Light: Prayer plants will thrive in medium to bright light, but will suffer in direct sun. When there isn’t enough light, the leaves close at night and remain slightly curled in the day. Too much light and the leaves start to lose their gorgeous pigment.
Water: Prayer plants don’t like to dry out between waterings. Ensure the soil is moist but never soggy.
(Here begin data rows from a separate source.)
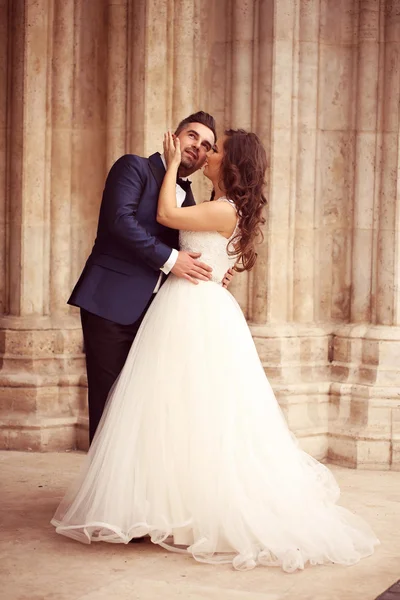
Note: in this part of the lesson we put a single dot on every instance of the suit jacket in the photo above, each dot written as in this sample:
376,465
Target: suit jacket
130,247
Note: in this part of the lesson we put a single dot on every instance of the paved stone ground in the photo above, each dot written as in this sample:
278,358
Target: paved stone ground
37,564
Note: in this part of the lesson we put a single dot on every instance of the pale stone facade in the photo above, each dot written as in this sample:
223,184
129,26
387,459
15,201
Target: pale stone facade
84,81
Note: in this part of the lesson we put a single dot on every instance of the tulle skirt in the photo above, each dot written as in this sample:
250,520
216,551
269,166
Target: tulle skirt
193,450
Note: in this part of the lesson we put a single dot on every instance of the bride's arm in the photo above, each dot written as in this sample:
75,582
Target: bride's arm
209,216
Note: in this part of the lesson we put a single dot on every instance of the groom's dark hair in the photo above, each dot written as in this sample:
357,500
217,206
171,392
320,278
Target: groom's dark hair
199,117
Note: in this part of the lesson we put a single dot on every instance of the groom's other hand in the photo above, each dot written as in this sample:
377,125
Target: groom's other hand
189,267
228,278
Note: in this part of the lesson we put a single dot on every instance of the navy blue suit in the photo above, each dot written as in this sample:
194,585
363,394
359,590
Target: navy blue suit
130,248
116,285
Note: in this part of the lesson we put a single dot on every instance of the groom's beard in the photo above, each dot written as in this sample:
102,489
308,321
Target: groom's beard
190,160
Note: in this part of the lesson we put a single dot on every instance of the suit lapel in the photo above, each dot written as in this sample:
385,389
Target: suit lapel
189,199
157,168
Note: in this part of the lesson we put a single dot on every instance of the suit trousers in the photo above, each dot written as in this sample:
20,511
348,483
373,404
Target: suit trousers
107,346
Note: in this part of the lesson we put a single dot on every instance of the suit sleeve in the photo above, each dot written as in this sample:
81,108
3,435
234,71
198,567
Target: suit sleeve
123,190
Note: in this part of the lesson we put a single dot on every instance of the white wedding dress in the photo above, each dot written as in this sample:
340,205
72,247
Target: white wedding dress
194,451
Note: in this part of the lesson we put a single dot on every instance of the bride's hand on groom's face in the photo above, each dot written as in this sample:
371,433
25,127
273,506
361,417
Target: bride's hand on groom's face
172,149
189,267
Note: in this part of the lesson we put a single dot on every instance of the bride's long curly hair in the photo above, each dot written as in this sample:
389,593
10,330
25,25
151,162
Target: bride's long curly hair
242,173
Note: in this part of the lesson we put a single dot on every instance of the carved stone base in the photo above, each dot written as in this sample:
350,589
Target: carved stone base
42,387
296,361
364,421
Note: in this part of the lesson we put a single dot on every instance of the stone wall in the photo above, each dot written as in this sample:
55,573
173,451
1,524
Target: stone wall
84,81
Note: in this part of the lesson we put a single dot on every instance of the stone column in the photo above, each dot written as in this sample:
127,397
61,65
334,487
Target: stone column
242,98
41,354
4,33
365,420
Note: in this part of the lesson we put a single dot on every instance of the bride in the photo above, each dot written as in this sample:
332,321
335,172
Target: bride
193,449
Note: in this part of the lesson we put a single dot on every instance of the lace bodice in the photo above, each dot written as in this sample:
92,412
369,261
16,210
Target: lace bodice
213,248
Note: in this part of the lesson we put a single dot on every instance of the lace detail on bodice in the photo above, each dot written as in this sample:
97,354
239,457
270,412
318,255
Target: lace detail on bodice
213,248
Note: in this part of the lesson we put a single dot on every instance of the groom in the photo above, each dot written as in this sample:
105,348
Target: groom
132,255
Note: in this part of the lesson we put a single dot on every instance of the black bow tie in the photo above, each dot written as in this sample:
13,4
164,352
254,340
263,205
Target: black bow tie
184,183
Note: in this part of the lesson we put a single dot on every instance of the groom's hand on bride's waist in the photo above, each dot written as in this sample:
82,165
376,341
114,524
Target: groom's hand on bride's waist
189,267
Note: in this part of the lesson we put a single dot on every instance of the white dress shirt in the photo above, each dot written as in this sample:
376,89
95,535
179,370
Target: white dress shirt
170,263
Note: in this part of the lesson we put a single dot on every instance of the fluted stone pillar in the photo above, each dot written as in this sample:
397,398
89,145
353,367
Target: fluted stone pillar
117,46
83,82
365,407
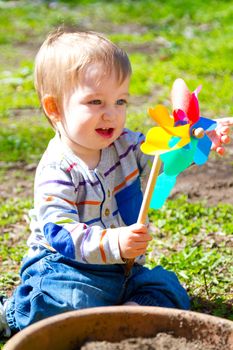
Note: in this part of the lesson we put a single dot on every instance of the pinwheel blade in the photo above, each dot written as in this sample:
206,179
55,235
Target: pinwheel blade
177,161
162,189
160,140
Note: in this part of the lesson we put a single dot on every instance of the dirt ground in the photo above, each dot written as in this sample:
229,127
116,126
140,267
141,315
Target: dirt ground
212,182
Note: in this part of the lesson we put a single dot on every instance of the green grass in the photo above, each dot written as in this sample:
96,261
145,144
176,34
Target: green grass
165,40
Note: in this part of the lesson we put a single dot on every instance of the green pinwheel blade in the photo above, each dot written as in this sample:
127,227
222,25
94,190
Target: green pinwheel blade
177,161
162,189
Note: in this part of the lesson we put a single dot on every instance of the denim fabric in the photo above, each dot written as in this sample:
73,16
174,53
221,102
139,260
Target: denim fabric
53,284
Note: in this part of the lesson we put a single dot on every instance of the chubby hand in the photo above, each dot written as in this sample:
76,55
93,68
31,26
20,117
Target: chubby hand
220,135
133,240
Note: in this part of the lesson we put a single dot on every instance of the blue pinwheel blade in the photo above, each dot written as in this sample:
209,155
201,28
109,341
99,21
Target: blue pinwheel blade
177,161
202,151
206,124
162,189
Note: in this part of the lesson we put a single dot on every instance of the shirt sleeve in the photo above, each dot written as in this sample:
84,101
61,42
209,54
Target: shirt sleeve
59,221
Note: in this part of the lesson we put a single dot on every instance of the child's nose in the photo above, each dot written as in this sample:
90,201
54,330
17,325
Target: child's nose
109,113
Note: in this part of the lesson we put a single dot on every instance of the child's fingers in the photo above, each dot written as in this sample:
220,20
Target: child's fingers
139,228
225,121
225,139
220,150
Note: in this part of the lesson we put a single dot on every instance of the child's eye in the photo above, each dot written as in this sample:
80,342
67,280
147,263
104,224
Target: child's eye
121,102
95,102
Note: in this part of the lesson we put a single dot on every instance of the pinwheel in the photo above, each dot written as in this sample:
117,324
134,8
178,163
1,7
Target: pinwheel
179,140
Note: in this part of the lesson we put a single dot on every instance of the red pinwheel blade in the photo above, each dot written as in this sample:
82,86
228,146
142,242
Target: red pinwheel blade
204,144
193,109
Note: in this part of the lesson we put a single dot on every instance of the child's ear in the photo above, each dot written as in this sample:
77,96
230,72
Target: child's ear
51,109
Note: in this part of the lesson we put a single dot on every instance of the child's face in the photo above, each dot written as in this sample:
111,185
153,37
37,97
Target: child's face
94,114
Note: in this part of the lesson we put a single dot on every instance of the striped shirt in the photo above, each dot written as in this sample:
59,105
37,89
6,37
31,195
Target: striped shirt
76,208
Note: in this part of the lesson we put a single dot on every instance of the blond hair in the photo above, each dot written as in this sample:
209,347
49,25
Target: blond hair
66,53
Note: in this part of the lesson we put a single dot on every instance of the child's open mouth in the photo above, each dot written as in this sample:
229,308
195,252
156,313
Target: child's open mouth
105,132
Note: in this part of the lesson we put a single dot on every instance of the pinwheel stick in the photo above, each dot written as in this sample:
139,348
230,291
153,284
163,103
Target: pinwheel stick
142,217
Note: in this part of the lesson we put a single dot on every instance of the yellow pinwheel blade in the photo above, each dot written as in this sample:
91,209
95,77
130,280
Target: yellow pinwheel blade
161,115
158,140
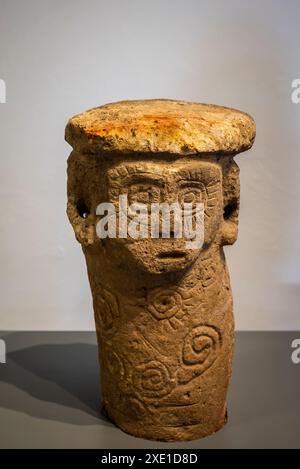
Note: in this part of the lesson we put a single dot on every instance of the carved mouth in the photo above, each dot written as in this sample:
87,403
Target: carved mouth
171,255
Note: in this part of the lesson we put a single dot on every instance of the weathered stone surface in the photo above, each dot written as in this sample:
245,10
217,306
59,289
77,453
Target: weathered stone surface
163,313
158,125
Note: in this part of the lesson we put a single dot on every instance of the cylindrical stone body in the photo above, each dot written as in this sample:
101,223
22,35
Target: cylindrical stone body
163,311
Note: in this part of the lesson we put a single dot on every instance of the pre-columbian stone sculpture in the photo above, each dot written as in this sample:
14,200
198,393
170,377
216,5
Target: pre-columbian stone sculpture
163,312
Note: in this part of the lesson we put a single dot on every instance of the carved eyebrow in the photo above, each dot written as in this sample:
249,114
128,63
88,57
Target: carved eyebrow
190,182
144,177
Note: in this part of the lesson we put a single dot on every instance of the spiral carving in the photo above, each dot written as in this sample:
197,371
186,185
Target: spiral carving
152,380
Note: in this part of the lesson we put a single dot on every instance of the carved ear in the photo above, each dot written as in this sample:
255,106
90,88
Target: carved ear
78,207
231,202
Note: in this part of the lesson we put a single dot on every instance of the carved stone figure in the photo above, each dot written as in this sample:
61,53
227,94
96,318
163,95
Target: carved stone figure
163,312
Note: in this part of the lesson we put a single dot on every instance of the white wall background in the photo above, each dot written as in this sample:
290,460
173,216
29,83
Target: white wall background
61,57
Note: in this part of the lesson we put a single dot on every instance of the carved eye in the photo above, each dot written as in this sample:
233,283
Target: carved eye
191,195
143,194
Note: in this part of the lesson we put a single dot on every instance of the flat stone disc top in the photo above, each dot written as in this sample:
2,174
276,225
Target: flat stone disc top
160,125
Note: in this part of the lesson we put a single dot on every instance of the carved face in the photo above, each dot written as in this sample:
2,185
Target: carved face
180,181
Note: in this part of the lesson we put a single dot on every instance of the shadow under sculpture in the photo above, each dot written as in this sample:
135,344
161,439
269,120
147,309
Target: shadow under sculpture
163,313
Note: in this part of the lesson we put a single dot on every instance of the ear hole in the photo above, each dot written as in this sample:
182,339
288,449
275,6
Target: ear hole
230,209
82,209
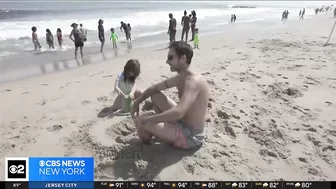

Being my first plant, I will always have a soft spot for pothos. I’m not alone. They are the perfect starter plant, and can stay alive for years in less than ideal conditions. As they grow, their leaves trail into vine that drapes happily over a bookshelf or hanging basket. They come in three colorways that require slightly different light requirements. A golden pothos has bright yellow leaves and requires the most light (medium light). A marble queen pothos has a blend of white and green leaves and grows best in medium-to-bright, indirect light. Jade pothos have solid green leaves that do well in low light.
Light: Low-to-bright indirect light, depending on the color of the leaves. Avoid putting a pothos in direct light, as it will burn the leaves.
Water: Water thoroughly and allow the soil to dry out halfway between waterings. If the leaves go limp, brown at the tips or yellow, it’s an indication that the plant has been underwatered.
5. Cast Iron Plant
The Cast Iron Plant got its name because, like a cast iron pan, they can’t be destroyed. Native to China, you can essentially do whatever you want with them. They’ll thrive in areas where other low-light plants would prevail but can also do well in bright light. They’re not too fussy if they get overwatered or underwatered. They’re basically the best.
Light: A Cast Iron Plant prefers low-light to bright, indirect light. When the light is too bright, the older leaves can turn brown.
Water: Water thoroughly and allow the soil to dry out halfway between waterings. In very low light, the plant may only need to be watered every two to three weeks.
6. Dumb Cane Plant
If you have small kids or pets, don’t bring this plant home. The leaves have microscopic crystals that will make your mouth feel swollen, if ingested. The name comes from losing your ability to speak. That said, these guys are low-light warriors. They can start as table plants and grow up to five feet in the right conditions (and if you’re willing to look past the bad rap).
Light: Dieffenbachia plants require medium-to-bright, indirect light. Direct sun burns the leaves and too much light causes the color to fade. They will be especially tolerant of partial shade in the summer. In the winter, move it closer to the light source.
Water: Allow the top two inches of soil to dry between waterings.
7. Peace Lily
Peace Lillies are beautiful indoor plants with large, glossy, oval leaves. They originated in tropical forests around the world where they were close to the forest floor and dappled in shade. They are one of the few plants that can flower in medium-to-low light. Like the Dumb Cane, this plant is poisonous and should be kept away from animals and children.
Light: They do well in low, medium or bright, indirect light. Direct sunlight burns the leaves.
Water: Water thoroughly and allow the soil to dry out halfway between waterings. Leaves turn a black-brown from overwatering.
8. Bird’s Nest Fern
Bird’s Nest Ferns are characterized by ripple-edged fronds that emerge from a central crown. When the new leaves first sprout, they resemble little bird eggs, which is where this plant gets its adorable name. This plant is pet-friendly.
Light: They do well in medium-to-bright indirect light. The distinctive bright green leaves become pale when exposed to too much light. Direct sun causes the leaves to burn.
Water: Water weekly. Bird’s nest ferns like to be evenly moist but never soggy.